Selon les Ukrainiens, Moscou utilise une centaine de bombes planantes de différents calibres par jour. Et ce sur l'ensemble du front, long de plus de 1000 kilomètres. Celles-ci bombardent les colonies et les fortifications adverses jusqu'à ce que les Ukrainiens soient contraints de se retirer.
Certes, les Russes manquent de plus en plus de véhicules blindés et les pertes semblent si élevées que la situation ne pourra pas perdurer. Mais le commandement militaire ukrainien commet également de nombreuses erreurs, cherchant à conserver à tout prix ou même à reconquérir des territoires. C'est ce qui s'est passé par exemple après l'échec de l'offensive russe près de Kharkiv, où Kiev s'échine bêtement à récupérer les maigres gains de terrain des assaillants. Les soldats qui y sont engagés doivent être redéployés de toute urgence sur d'autres points chauds du front.

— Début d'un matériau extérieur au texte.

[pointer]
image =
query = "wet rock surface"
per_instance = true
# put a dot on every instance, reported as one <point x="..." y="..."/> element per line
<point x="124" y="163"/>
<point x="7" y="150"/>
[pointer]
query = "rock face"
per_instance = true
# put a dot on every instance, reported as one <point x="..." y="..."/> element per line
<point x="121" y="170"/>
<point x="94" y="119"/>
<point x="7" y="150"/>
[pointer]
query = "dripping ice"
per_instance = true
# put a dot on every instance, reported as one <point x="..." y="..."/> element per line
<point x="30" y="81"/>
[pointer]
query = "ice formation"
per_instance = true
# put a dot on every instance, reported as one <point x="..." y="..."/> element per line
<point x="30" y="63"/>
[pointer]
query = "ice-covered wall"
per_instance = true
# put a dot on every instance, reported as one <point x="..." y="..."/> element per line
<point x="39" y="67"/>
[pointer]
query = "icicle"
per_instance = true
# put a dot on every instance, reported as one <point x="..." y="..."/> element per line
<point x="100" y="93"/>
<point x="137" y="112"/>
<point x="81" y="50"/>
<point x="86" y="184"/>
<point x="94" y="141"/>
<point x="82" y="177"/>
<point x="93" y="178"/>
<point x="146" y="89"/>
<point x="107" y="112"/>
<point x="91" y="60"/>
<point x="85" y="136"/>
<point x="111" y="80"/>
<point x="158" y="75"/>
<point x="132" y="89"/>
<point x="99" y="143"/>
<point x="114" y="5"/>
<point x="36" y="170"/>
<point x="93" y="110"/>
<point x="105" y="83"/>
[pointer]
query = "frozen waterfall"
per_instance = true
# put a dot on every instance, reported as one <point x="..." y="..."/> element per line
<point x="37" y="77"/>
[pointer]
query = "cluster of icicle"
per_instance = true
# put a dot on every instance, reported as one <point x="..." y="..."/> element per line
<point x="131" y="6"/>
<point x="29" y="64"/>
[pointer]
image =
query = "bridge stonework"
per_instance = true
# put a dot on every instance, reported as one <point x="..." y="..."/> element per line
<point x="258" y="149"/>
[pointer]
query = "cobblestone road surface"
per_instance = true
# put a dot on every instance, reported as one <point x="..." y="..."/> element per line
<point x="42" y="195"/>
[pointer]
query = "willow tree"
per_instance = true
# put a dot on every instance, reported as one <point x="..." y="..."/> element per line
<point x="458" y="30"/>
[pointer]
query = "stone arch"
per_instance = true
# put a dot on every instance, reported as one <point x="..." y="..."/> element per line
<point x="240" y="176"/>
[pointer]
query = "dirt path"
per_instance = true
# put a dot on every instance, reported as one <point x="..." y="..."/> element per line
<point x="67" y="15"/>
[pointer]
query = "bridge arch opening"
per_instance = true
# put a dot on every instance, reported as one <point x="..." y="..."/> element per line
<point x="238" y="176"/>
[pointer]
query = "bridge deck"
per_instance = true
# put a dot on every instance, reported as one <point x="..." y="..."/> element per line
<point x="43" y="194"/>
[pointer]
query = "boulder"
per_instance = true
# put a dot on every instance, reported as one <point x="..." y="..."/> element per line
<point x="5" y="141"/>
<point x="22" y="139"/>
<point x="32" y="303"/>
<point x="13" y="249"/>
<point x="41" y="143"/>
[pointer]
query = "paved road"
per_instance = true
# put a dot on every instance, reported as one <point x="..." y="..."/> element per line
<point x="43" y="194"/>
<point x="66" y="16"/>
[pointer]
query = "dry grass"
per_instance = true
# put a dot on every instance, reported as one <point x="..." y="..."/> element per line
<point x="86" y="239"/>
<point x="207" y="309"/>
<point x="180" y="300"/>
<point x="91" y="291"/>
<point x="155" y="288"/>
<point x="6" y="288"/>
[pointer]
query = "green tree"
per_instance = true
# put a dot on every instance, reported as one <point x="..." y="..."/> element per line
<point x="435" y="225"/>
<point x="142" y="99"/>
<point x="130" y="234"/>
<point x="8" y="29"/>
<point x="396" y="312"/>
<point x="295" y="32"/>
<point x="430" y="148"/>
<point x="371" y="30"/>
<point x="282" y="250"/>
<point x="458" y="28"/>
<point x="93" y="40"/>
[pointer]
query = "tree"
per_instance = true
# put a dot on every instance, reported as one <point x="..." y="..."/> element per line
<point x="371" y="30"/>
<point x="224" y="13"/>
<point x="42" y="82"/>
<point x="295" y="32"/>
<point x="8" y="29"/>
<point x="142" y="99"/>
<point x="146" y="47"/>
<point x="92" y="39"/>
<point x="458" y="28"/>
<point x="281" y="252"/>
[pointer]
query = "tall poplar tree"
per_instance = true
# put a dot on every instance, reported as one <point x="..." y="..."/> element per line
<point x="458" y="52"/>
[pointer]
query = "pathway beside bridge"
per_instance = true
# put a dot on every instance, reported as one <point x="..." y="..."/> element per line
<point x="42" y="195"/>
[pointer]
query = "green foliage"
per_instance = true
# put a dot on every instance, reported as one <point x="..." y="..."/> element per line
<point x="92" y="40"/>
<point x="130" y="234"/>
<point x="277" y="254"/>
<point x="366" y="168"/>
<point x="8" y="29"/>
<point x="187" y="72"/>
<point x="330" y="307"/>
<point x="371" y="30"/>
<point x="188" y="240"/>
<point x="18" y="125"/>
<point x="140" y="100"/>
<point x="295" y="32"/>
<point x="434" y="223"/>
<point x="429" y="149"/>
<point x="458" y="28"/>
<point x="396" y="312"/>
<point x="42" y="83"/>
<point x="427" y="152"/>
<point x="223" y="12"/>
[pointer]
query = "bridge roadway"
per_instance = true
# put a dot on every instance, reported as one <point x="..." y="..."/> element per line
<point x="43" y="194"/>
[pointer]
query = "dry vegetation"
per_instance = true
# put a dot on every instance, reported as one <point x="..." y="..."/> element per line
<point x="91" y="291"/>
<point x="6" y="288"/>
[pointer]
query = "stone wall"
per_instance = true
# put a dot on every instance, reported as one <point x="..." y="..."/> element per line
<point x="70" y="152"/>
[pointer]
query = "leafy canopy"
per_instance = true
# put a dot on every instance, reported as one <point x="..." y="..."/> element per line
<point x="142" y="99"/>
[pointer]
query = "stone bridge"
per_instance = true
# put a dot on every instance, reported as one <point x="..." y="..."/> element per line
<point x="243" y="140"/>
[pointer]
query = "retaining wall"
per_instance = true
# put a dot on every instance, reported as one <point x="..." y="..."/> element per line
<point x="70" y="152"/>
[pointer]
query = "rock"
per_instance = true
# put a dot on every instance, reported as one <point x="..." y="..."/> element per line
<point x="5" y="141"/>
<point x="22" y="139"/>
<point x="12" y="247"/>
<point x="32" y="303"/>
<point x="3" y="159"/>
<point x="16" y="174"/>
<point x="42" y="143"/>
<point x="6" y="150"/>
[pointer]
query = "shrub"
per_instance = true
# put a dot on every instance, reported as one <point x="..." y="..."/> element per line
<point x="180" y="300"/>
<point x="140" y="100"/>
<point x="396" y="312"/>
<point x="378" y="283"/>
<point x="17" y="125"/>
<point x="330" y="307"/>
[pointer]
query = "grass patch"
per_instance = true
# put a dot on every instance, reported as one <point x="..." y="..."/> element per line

Car les commandants ukrainiens les plus jeunes ont développé une nouvelle stratégie. Ils ont compris qu’ils pouvaient détruire beaucoup d’ennemis et de matériel russe s’ils cédaient des parcelles de terrain en retour.
Le territoire ukrainien s'étend sur plus de 600 000 kilomètres carrés. Les Russes en ont occupé environ 7% lors de la guerre de 2014, auxquels se sont ajoutés 11% supplémentaires depuis 2022, soit environ 66 000 kilomètres. Cela correspond à environ deux fois et demie la superficie de la Suisse. Après deux ans et demi de conflit et un demi-million de morts et de blessés russes, ce résultat a de quoi décevoir.
D'un autre côté, ce calcul approximatif signifie que Kiev contrôle encore environ 82% de sa surface. Il reste donc à l'armée ukrainienne un vaste espace dans lequel livrer aux Russes des batailles afin de les affaiblir tant en termes de soldats que de matériel. L'important pour Kiev est d'être capable de ménager au maximum ses propres forces et à infliger le plus de dommages possible à l'adversaire.
Certains Ukrainiens d'obédience soviétique, comme le général Youri Sodol, destitué fin juin, ne se sont pas donné cette peine et ont épuisé les contingents dans des combats inutiles.
L'avancée russe près de Pokrovsk comporte également des risques pour le corps d'invasion de Moscou. Le long éperon que les Russes ont enfoncé le long de la ligne de chemin de fer dans le territoire dominé par les Ukrainiens doit être élargi en permanence. Sans quoi les unités de pointe risquent d'être séparées et encerclées par des contre-attaques.
Le ravitaillement des soldats de première ligne devient par ailleurs toujours plus compliqué. Avec les températures estivales qui règnent actuellement dans l'est de l'Ukraine, cela vaut aussi pour l'eau potable. Les drones de combat ukrainiens chassent les transports de ravitaillement russes derrière les lignes ennemies.